Mais ce premier exercice du pardon est facile, le plus dur n’est-il pas de demander pardon à l’offensé ? Je te le dis mon frère, les deux sont unis quoique distincts, mais il faut parler d’un pardon plus radical, qui est fait de feu, se pardonner à soi-même pour que jamais notre péché nous écrase au point qu’il ne permet pas d’accueillir la Miséricorde dans son offre ultime. Le pardon que nous nous devons, n’est pas le fruit d’un jugement que nous prononcerions sur nous-mêmes, nous n’en avons pas le droit, mais il s’agit de cette prise de conscience de la blessure infligée à ce Jésus qui nous propose son pardon. Tu vois à quel point le pardon est une nécessité de survie spirituelle, sociologique. C’est un impératif d’amour que nous devons non pas seulement à notre Créateur, mais au plus lointain de nos prochains pour qu’il puisse recevoir cette lumière, qui l’attire vers le Sauveur.

Saint François d’Assise pleurait en répétant l’amour n’est pas aimé. Aimer l’Amour, c’est aimer Dieu en la Personne de Jésus, qui Lui est toujours à l’heure et même en avance pour nous rencontrer dans sa Miséricorde, alors, alors comment ne pas Le supplier pour qu’Il nous aide à pardonner et à demander pardon pour nos offenses ?

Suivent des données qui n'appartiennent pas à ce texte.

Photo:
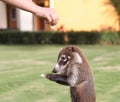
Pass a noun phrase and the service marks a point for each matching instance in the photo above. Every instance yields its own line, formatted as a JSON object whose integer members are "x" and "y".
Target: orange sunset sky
{"x": 85, "y": 15}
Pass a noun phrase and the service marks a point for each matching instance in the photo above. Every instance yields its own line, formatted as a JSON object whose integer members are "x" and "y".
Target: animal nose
{"x": 54, "y": 71}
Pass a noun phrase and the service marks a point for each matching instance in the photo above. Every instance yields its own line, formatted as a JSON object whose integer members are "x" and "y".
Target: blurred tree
{"x": 116, "y": 5}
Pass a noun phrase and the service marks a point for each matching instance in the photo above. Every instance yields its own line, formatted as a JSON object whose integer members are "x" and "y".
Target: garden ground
{"x": 21, "y": 68}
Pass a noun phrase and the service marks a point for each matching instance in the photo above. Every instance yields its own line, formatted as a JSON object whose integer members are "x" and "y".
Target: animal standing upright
{"x": 73, "y": 69}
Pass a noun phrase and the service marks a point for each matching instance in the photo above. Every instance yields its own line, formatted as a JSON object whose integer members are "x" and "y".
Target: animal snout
{"x": 54, "y": 71}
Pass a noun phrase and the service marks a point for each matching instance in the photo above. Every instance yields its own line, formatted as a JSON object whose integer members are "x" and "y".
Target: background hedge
{"x": 42, "y": 37}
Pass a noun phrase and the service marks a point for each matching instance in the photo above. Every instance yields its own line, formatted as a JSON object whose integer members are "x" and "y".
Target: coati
{"x": 73, "y": 69}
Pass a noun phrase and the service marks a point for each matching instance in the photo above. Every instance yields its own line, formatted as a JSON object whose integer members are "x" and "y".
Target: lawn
{"x": 21, "y": 67}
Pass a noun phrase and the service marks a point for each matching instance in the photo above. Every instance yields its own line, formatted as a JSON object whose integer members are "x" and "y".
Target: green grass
{"x": 21, "y": 67}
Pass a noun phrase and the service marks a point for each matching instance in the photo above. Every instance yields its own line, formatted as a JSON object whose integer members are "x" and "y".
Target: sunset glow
{"x": 85, "y": 15}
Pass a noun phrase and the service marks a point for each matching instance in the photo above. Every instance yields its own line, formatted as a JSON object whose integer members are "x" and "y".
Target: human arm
{"x": 48, "y": 14}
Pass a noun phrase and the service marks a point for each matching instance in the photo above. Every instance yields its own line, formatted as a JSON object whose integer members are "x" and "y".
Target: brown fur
{"x": 84, "y": 90}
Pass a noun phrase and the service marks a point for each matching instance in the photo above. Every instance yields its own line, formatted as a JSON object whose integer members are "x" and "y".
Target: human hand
{"x": 49, "y": 14}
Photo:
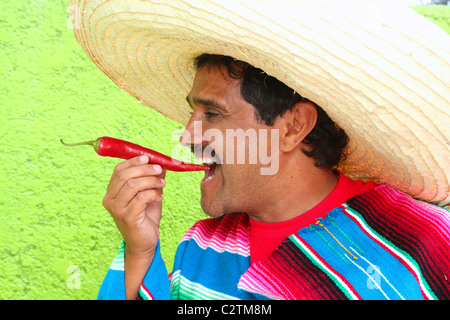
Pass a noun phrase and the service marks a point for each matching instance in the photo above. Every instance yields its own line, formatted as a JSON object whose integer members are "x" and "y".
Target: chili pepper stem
{"x": 94, "y": 143}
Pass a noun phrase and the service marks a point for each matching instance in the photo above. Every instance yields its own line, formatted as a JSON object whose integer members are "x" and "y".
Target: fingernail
{"x": 143, "y": 159}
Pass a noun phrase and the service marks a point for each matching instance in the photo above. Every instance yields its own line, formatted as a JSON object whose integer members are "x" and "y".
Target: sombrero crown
{"x": 382, "y": 72}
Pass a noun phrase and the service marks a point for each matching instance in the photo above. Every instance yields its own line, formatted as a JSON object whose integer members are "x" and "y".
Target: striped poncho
{"x": 381, "y": 244}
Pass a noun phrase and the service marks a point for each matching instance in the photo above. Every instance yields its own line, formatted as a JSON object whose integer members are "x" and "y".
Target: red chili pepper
{"x": 116, "y": 148}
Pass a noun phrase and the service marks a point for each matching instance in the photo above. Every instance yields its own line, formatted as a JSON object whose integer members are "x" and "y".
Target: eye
{"x": 211, "y": 114}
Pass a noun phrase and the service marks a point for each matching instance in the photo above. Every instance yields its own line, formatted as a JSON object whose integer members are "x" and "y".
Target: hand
{"x": 134, "y": 200}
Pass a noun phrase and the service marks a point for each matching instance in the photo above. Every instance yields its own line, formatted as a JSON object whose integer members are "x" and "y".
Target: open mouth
{"x": 209, "y": 174}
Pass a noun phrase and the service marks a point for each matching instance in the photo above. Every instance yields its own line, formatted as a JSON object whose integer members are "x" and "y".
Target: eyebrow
{"x": 207, "y": 102}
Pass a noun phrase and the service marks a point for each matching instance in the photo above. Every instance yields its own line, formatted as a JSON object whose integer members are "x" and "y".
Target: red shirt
{"x": 266, "y": 237}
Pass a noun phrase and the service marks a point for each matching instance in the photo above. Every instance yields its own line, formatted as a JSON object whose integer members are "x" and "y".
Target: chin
{"x": 208, "y": 210}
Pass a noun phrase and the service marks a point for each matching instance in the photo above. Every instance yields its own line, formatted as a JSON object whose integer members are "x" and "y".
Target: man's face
{"x": 219, "y": 111}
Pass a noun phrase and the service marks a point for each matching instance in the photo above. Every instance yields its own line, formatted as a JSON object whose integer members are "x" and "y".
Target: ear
{"x": 296, "y": 124}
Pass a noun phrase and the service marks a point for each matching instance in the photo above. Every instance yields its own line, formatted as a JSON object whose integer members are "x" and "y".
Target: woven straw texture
{"x": 379, "y": 71}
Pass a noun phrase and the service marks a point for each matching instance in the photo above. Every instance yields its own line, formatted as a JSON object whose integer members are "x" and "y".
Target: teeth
{"x": 206, "y": 160}
{"x": 208, "y": 179}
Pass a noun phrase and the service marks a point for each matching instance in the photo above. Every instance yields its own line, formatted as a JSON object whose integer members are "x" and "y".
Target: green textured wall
{"x": 52, "y": 223}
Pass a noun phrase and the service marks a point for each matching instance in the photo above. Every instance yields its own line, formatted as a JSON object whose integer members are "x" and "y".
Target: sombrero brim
{"x": 381, "y": 72}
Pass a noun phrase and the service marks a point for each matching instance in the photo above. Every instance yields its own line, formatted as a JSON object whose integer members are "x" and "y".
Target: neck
{"x": 297, "y": 191}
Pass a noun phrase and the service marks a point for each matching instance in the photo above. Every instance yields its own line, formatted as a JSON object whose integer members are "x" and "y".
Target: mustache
{"x": 200, "y": 151}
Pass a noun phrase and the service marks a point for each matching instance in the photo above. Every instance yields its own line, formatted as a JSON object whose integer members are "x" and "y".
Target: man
{"x": 306, "y": 189}
{"x": 305, "y": 231}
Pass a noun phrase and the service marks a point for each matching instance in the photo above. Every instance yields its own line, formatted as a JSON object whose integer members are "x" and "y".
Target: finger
{"x": 143, "y": 170}
{"x": 133, "y": 187}
{"x": 133, "y": 162}
{"x": 143, "y": 199}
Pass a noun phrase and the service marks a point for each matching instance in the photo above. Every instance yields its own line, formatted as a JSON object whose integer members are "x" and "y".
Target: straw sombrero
{"x": 381, "y": 71}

On ne peut rien sans l’aide de Notre Seigneur. Demander son aide pour satisfaire à sa volonté d’amour n’est possible que parce que l’Esprit Saint, qui est en nous par le baptême, nous souffle cette demande, nous l’inspire.

Prier pour nos ennemis est une démarche efficace de libération pour soi-même, pour ne pas avoir part à leurs péchés et se libérer de leurs effets, et pour donner à Dieu un canal par lequel ses grâces puissent descendre vers l’offenseur, l’ennemi. L’attention d’amour de charité que nous exprimons dans nos prières est un couloir de grâces pour l’objet de la prière et pour nous-mêmes. La prière pour nos ennemis permet à Dieu d’appeler à la conversion et d’expulser les mauvais esprits qui rôdent autour de nous pour nous happer. La puissance du pardon est puissance d’amour.

Le pardon est un acteur majeur pour qu’une société ne s’étouffe pas avec ses péchés, mais hélas, il faut en convenir, aujourd’hui le pardon est comme l’or que l’on espèrerait trouver dans le lait sorti du pi de la vache, et pourtant, savais-tu qu’il fait partie des remèdes à beaucoup de guérisons comme le cancer ? En ne pratiquant plus le pardon, on empêche la paix véritable de triompher.

Pardonnons, mais pardonnons à nos offenseurs, à nos ennemis, ne nous refusons pas à une exigence évangélique qui notre vraie puissance surnaturelle sur la terre des hommes.